Pregnancy center sign bill passes

City Council votes to require notice of no abortion referrals

  • Council President Stephanie C. Rawlings-Blake looks over papers related to her bill, which would require signs at crisis pregnancy centers that do not provide abortion services.
Council President Stephanie C. Rawlings-Blake looks over… (Baltimore Sun photo by Jed…)
November 24, 2009|By Julie Scharper | julie.scharper@baltsun.com

Crisis pregnancy centers in Baltimore must display signs stating they do not provide abortions or birth-control referrals under a measure approved by the City Council Monday night and thought to be the first of its kind in the nation.

Council President Stephanie Rawlings-Blake, a Democrat who was lead sponsor of the initiative, called the measure a victory for women's well-being. She cited a study by an advocacy group indicating that women have been misled at pregnancy centers that provide counseling, clothing and food for expectant mothers - but not abortions.

"It's a step towards making sure that women have the information they need to make the right decision for their health and their future," Rawlings-Blake said.

But abortion opponents say the bill unfairly targets centers that they say provide accurate information and much-needed assistance to poor women.

"The thing that's most disappointing about it is not the particular signs that are put up or the particular bill itself, but the message that it sends," said Maryland Right to Life legislative director Jeffrey D. Meister.

"This is the first time in the United States that any elected body has chosen to vote to condemn pregnancy centers. Baltimore City has just said, 'We recognize you do great work, but politically we're going to regulate you anyway.' "

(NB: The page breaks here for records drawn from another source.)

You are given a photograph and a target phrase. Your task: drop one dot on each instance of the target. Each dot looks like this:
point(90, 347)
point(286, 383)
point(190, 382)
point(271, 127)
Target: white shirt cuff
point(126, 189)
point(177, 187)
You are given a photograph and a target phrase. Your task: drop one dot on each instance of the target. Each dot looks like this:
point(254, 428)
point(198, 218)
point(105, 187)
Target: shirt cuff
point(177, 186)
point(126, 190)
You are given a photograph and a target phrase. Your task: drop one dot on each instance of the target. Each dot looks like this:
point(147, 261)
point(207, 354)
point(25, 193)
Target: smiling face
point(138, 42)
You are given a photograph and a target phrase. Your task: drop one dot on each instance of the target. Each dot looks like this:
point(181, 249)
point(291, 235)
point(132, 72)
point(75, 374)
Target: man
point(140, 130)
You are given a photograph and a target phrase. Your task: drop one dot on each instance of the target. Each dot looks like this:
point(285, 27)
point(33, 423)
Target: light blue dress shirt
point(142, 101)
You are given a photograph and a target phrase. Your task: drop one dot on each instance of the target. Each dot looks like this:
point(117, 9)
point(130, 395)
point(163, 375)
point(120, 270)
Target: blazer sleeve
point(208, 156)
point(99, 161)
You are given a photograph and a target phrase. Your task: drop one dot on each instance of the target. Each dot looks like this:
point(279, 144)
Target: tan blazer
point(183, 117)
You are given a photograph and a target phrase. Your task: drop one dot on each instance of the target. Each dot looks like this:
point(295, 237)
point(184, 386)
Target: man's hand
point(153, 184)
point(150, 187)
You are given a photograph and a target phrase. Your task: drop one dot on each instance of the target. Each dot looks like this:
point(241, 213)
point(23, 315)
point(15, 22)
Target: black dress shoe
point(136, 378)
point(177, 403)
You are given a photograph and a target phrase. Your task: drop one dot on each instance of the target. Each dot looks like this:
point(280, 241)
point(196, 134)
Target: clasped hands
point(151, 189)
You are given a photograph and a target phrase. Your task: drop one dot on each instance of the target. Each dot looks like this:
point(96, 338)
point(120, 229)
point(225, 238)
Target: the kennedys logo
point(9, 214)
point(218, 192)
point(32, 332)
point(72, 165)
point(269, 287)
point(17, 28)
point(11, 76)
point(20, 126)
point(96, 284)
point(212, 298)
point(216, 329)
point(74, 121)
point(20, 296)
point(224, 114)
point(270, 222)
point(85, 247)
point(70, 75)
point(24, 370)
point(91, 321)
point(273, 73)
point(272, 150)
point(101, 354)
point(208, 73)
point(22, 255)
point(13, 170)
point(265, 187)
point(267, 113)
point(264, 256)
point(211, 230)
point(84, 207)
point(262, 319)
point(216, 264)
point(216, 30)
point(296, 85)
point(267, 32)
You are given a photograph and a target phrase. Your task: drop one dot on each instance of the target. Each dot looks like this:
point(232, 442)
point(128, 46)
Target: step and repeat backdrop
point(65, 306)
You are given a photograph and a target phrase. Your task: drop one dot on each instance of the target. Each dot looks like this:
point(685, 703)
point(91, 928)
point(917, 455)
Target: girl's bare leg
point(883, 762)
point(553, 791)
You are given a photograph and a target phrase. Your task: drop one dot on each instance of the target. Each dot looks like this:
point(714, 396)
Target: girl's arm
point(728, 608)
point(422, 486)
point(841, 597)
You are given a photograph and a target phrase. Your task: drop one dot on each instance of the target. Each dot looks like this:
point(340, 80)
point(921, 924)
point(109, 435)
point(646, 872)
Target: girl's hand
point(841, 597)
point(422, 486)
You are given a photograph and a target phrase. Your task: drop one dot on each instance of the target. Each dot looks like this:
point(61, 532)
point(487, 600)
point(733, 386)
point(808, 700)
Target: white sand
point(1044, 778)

Similar measures have failed in the legislature in several states, including Oregon and Texas, Meister said. A similar bill is being considered by the Montgomery County Council.

The bill, which passed the City Council on a 12-3 vote, awaits a decision by Mayor Sheila Dixon, who could either sign or veto the measure, or allow it to become law without her signature. A supporter of abortion rights, Dixon has not indicated whether she backs the plan.



Under the initiative, which would affect four centers in the city, counseling centers would be required to post signs in English and Spanish explaining that they do not "provide or make referral for abortion or birth-control services." If inspectors note that the signs are not visible, the center will be given 10 days to post a notice before incurring a $150 daily fine.

"At the very least now, these centers will have to put a sign up that lets women know that information about birth control and abortion won't be found within those doors," said Keiren Havens, vice president of communications for Planned Parenthood of Maryland, which has been an advocate of the bill.

The head of two of the pregnancy centers that would be affected by the bill said that she was disturbed by the implications of the legislation.

"The passage of this piece of legislation may serve as serious encouragement to those who would like to see our organizations saddled with more laws and restrictions," said Carol A. Clews, executive director of the Center for Pregnancy Concerns, a nonprofit anti-abortion organization that receives donations from religious groups and has operated in the city for 30 years.

The crisis centers are "very upfront about the services that we provide and the services we don't provide," Clews said.

Most of the clients are women who have already decided to continue their pregnancies but are seeking help with utility bills or job referrals or who need maternity clothes and prenatal vitamins, she said.

Council members who voted against the bill asked why similar demands were not placed on abortion clinics.

"It should not just apply to these four centers," said Councilman James B. Kraft, who tried unsuccessfully last week to broaden the scope of the bill. "But if you hold out yourself as a facility that gives advice to a young woman who finds herself pregnant - whether she wants abortion, comprehensive birth control, prenatal care, postnatal care - there should be a sign saying we do not provide advice on this one option."

Councilman Bernard "Jack" Young, who joined Kraft and Councilwoman Agnes Welch in opposing the bill, said he visited a pregnancy center in his district and did not see evidence that they mislead women.

"I'm a firm believer that what's good for the goose is good for the gander," said Young, who supports abortion only in rape cases.

"If they're going to ask the pregnancy centers to post a notice, they should ask Planned Parenthood, too.